Mamodaly und Müller: Zu Beginn der Saison waren wir unsicher und mussten uns als Mannschaft erst finden. Es gab leider auch ein paar Spiele, die wir sicherlich nicht hätten verlieren müssen. Mit der Zeit wurde es aber immer besser und vor allem in den letzten Spielen haben wir gezeigt, dass wir zusammengewachsen sind und eine richtig gute Mannschaft haben.

Ihr gewinnt gegen die Spitzenreiter, lasst gegen andere Teams aus dem Mittelfeld aber Punkte liegen – woran liegt's?

Mamodaly: Vielleicht hören unsere Trainer das nicht so gerne, aber gegen Spitzenteams ist man immer noch einen Tick motivierter. Aber man muss auch sagen, dass wir nicht immer das nötige Glück hatten. In Alberweiler haben wir das Gegentor, das zur Niederlage geführt hat, unglücklich und erst in der letzten Minute bekommen. Aber das gehört eben zum Fußball dazu. Kein Spiel ist ein Selbstläufer und nur weil man in der Tabelle ein paar Plätze weiter oben steht, hat man noch kein Spiel gewonnen. Wir sollten nach der Winterpause aber an die Spiele wie gegen Sindelfingen oder Frankfurt ansetzen - die waren richtig gut.

In der Rückrunde läuft es bei euch immer besser. Habt ihr eine Erklärung dafür?


Müller: Jede Mannschaft braucht erstmal ihre Zeit, um sich zu finden und einzuspielen. Bei uns dauert das vielleicht länger als bei anderen Teams. Wir haben in dieser Saison viele Spielerinnen aus der U16 zu uns bekommen. Für die war es neu in der Bundesliga zu spielen. Da wird mit anderem Tempo gespielt als in der Oberliga, wo unsere Teamkolleginnen zuvor gespielt haben. Mittlerweile haben sich aber alle daran gewöhnt und wir sind eingespielt. Deshalb läuft es für uns seit einigen Wochen schon gut.

Ihr habt noch sieben Spiele – im März aber vier Wochen Pause – hättet ihr gerne mehr Spiele?

Mamodaly: Nein. Ich finde die Verteilung der Spiele gut. In den Pausen, die immer mal wieder dazwischen liegen, hat die Mannschaft die Möglichkeit, an Schwächen zu arbeiten und wieder Kräfte zu sammeln. Wir können da eventuelle Rückschläge verarbeiten oder verletzte Spielerinnen haben Zeit, wieder zurückzukommen.
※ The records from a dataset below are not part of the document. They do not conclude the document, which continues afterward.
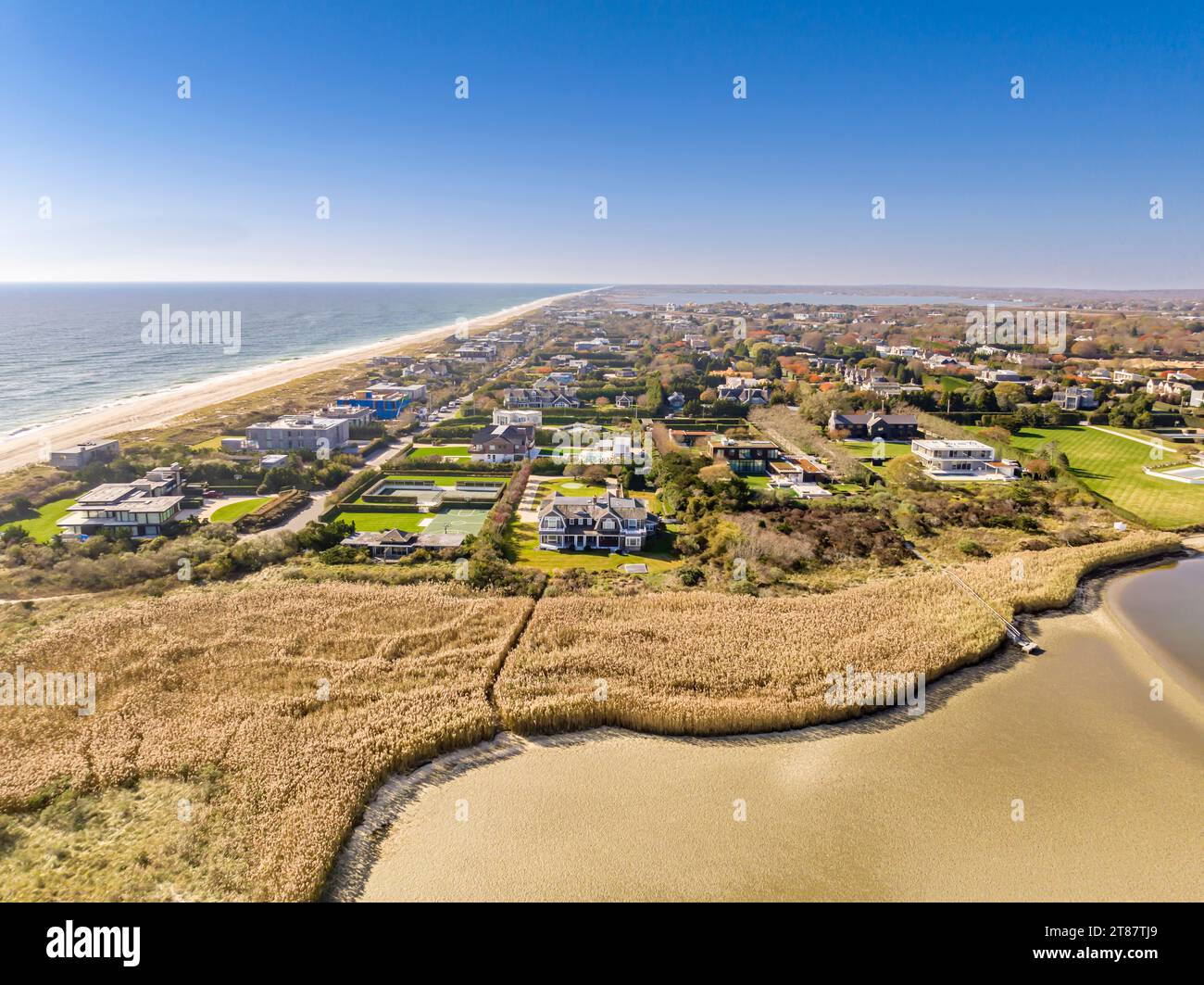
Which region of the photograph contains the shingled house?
[340,530,465,562]
[828,410,920,441]
[539,493,657,552]
[469,423,534,462]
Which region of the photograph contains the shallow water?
[332,562,1204,900]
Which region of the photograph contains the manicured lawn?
[534,478,606,506]
[357,472,510,502]
[334,507,489,534]
[508,523,677,575]
[843,441,911,459]
[334,510,431,532]
[923,373,972,394]
[193,435,245,451]
[997,427,1204,530]
[209,496,272,524]
[0,496,75,544]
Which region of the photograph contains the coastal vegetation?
[0,583,533,900]
[0,529,1179,900]
[495,534,1177,735]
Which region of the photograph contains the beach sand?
[0,284,587,472]
[329,570,1204,901]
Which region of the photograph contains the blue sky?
[0,0,1204,288]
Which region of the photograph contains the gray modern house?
[247,414,350,453]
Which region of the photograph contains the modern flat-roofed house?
[539,493,657,552]
[51,441,120,469]
[469,423,534,462]
[715,375,770,407]
[321,403,376,427]
[494,407,543,427]
[1054,386,1099,410]
[979,366,1023,383]
[502,386,582,409]
[247,414,352,453]
[911,438,1020,481]
[334,386,413,421]
[1112,370,1148,386]
[56,462,184,539]
[455,341,497,362]
[707,435,782,475]
[340,530,465,562]
[828,410,920,441]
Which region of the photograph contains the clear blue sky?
[0,0,1204,288]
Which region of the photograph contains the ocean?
[0,283,582,437]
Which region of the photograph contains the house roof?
[539,493,647,523]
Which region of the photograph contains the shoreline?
[0,288,597,474]
[318,544,1201,902]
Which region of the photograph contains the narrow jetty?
[904,540,1042,652]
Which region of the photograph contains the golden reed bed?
[496,534,1179,735]
[0,534,1177,900]
[0,582,533,900]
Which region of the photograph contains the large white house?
[56,462,184,539]
[911,438,1020,482]
[539,494,657,552]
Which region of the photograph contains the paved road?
[244,438,410,537]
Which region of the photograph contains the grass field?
[842,441,911,459]
[534,478,606,506]
[334,507,489,534]
[1011,427,1204,530]
[0,496,75,544]
[923,373,971,394]
[406,445,469,459]
[352,472,510,506]
[193,435,245,451]
[209,496,273,524]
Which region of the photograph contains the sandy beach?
[330,561,1204,901]
[0,284,589,472]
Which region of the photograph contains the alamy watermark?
[0,663,96,716]
[550,426,653,475]
[142,305,242,355]
[966,305,1067,353]
[823,663,926,715]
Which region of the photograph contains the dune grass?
[495,532,1179,735]
[0,534,1179,900]
[0,583,533,900]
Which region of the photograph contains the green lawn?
[997,427,1204,530]
[923,373,972,394]
[356,472,510,502]
[842,441,911,459]
[334,507,489,534]
[193,435,245,451]
[508,523,677,575]
[0,496,75,544]
[534,478,606,506]
[209,496,274,524]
Von einer zweigleisigen B-Juniorinnen-Bundesliga mit zwei Staffeln haltet ihr also nichts?

Mamodaly: Grundsätzlich finde ich das keine schlechte Idee, weil man sich dann mit mehr Teams messen könnte. Allerdings wären die Fahrtwege dann schon sehr weit. Wir sind ja jetzt teilweise schon über zwei Tage unterwegs, müssen bei manchen Spielen übernachten. Und es ist schon schön, wenn man einen Tag am Wochenende noch für sich hat.